Only a few studies answer that, and with a small number of genuinely comparable data points, Bayesian hierarchical modelling, which does not lean on large-sample approximations, can help.
Can your system actually deliver this?
Working with Noam Angrist and Youth Impact, which was scaling targeted instruction across Botswana and into Namibia and South Africa, Rafe used these methods to find which features of an intervention have to be preserved at scale and which can be compromised. Aggregation methods cannot answer this causally, but they can show which features correlate most strongly with larger treatment effects, telling you where to look.
What emerged was that implementation fidelity was very strongly predictive of effect size. Take-up is not a simple binary. Attending one remedial class is not the same as attending eight weeks of them, and the quality of teacher training mattered enormously for something as difficult as assessing children, splitting them by level and teaching each group accordingly. When Youth Impact then varied the intensity of targeting directly, more targeting produced more learning, corroborating the correlation.
Prior to the study, some economists had insisted that implementation could not matter much in studies, because trials are ‘gold-plated’ – everyone tries hard, so there is no meaningful variation to find. But basic contact with reality says otherwise: even smart people trying hard are usually barely getting these studies over the line, because they are attempting something ambitious.
Implementation, in other words, can be studied scientifically. For a policymaker, this work reframes the central question. Instead of asking “does this program work?”, the better question is “can my system actually deliver this program?”
What aggregation cannot fix
Rafe is equally clear about the limits of aggregation methods. Sites where rigorous evaluation is possible may differ systematically from those where it is not.
Publication bias persists, as the research community has preferences about what it wants to see that may or may not track the truth.
And there is no clean solution to any of this, which is precisely why Rafe calls for interdisciplinary collaboration and partnership between academics and policymakers. Neither group would really want to do without the other – more sources of knowledge are simply more.
Heuristics for the rest of us
Asked how they react to a single causal claim on social media or in an abstract, Rafe offered a set of rules of thumb.

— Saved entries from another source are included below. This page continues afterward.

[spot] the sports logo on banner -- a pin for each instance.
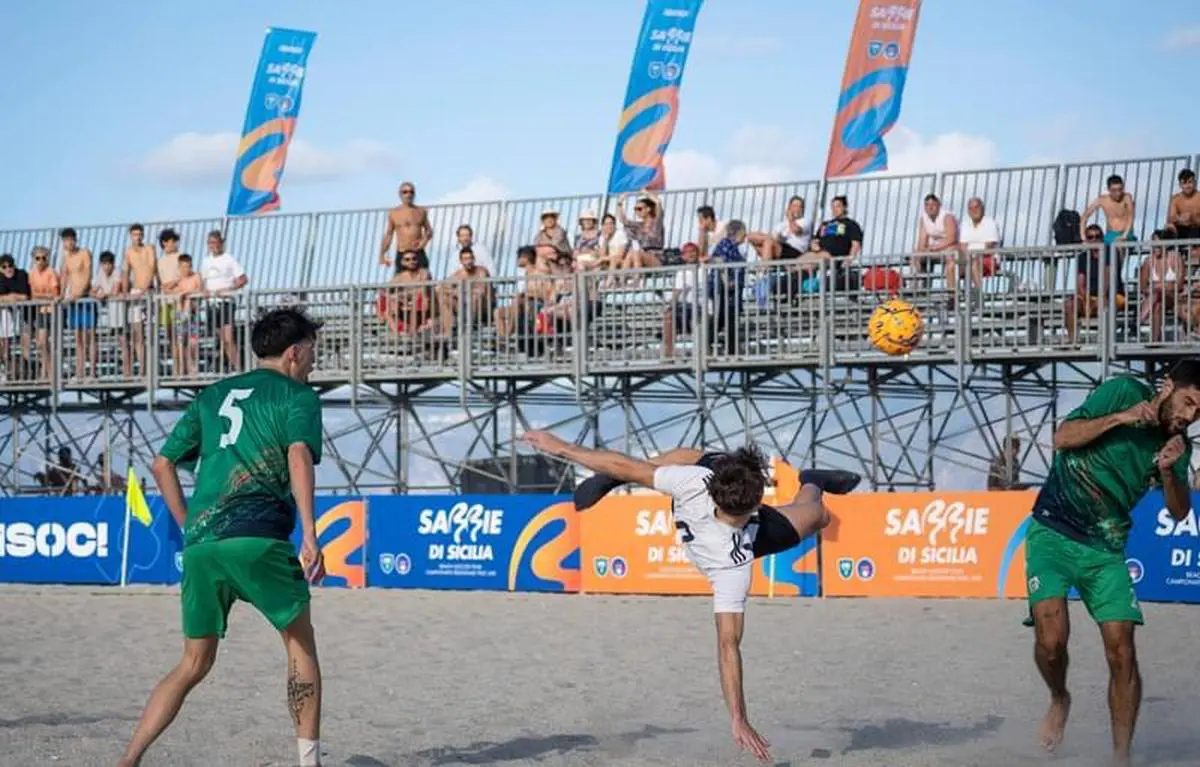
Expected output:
(947, 544)
(871, 85)
(652, 99)
(505, 543)
(270, 121)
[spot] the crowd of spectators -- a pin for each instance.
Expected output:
(193, 299)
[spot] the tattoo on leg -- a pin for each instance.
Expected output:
(299, 691)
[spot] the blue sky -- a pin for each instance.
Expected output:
(129, 111)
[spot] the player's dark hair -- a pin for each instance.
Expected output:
(279, 329)
(1186, 373)
(738, 480)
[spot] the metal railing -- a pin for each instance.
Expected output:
(297, 251)
(1014, 304)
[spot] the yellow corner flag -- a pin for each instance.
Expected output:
(135, 501)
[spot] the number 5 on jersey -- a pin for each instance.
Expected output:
(231, 412)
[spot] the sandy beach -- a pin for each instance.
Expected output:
(492, 678)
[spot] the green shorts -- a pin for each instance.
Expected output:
(1055, 563)
(262, 571)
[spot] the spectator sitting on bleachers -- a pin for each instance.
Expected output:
(45, 286)
(222, 277)
(109, 291)
(16, 323)
(551, 240)
(978, 239)
(708, 231)
(481, 299)
(138, 274)
(1095, 267)
(647, 229)
(587, 241)
(79, 310)
(843, 239)
(1159, 280)
(185, 312)
(466, 238)
(523, 305)
(937, 240)
(409, 304)
(791, 238)
(679, 315)
(1183, 211)
(1119, 211)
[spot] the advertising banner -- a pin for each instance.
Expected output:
(630, 546)
(871, 85)
(1164, 555)
(270, 121)
(948, 544)
(78, 540)
(652, 99)
(502, 543)
(341, 533)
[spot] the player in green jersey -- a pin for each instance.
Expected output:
(1110, 450)
(257, 437)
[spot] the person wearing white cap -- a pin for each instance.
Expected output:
(587, 240)
(551, 240)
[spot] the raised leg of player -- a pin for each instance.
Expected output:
(1051, 627)
(304, 685)
(168, 696)
(1125, 684)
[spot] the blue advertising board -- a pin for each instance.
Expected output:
(1164, 555)
(78, 540)
(502, 543)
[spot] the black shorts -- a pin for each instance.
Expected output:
(775, 532)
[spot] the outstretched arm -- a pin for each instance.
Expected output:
(609, 462)
(729, 642)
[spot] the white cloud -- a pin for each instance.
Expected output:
(910, 153)
(207, 159)
(1182, 39)
(480, 189)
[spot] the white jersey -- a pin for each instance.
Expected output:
(723, 552)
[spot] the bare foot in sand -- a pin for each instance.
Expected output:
(1055, 723)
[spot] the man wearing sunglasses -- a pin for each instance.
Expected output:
(408, 226)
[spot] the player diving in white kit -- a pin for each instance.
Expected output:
(724, 527)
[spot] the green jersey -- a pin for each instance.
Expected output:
(240, 430)
(1091, 491)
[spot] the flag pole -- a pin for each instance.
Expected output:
(129, 519)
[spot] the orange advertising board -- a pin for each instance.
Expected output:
(629, 545)
(928, 544)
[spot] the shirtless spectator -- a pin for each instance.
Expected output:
(45, 285)
(1159, 280)
(79, 309)
(184, 291)
(708, 231)
(466, 237)
(138, 274)
(1183, 213)
(978, 240)
(937, 239)
(168, 275)
(408, 228)
(411, 301)
(483, 301)
(1093, 269)
(222, 276)
(108, 291)
(16, 322)
(1119, 213)
(523, 305)
(551, 240)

More than one study is always better than one – is this the first study of a question, or building on an established literature?
The quality of the causal and statistical techniques matters.
Was the study pre-registered and, if so, what was the pre-analysis plan?
Ask people who know more than you do whether a finding passes their sniff test.
Seeking out the bits of knowledge you are missing is among the most useful things a reader can do.
The future of aggregation
Looking ahead, as AI drives up the volume of research, the need for disciplined aggregation will only increase. Careful attention is required on the quality of inputs and to whether studies are even conceptually coherent enough to combine.
Rafe worries about ‘cookie cutter’ approaches that apply meta-analytic recipes without care – more methodological progress is required for these aggregation methods.
Beyond that, we need to empower the public to understand evidence the way it understands football teams. Some evidence is simply better than others, the quality of studies varies, and saying so out loud need not be hard. The alternative we are left with – a public fed an endless stream of contradictory “studies say” headlines and given no tools to weigh them – is a recipe for losing trust in social science altogether.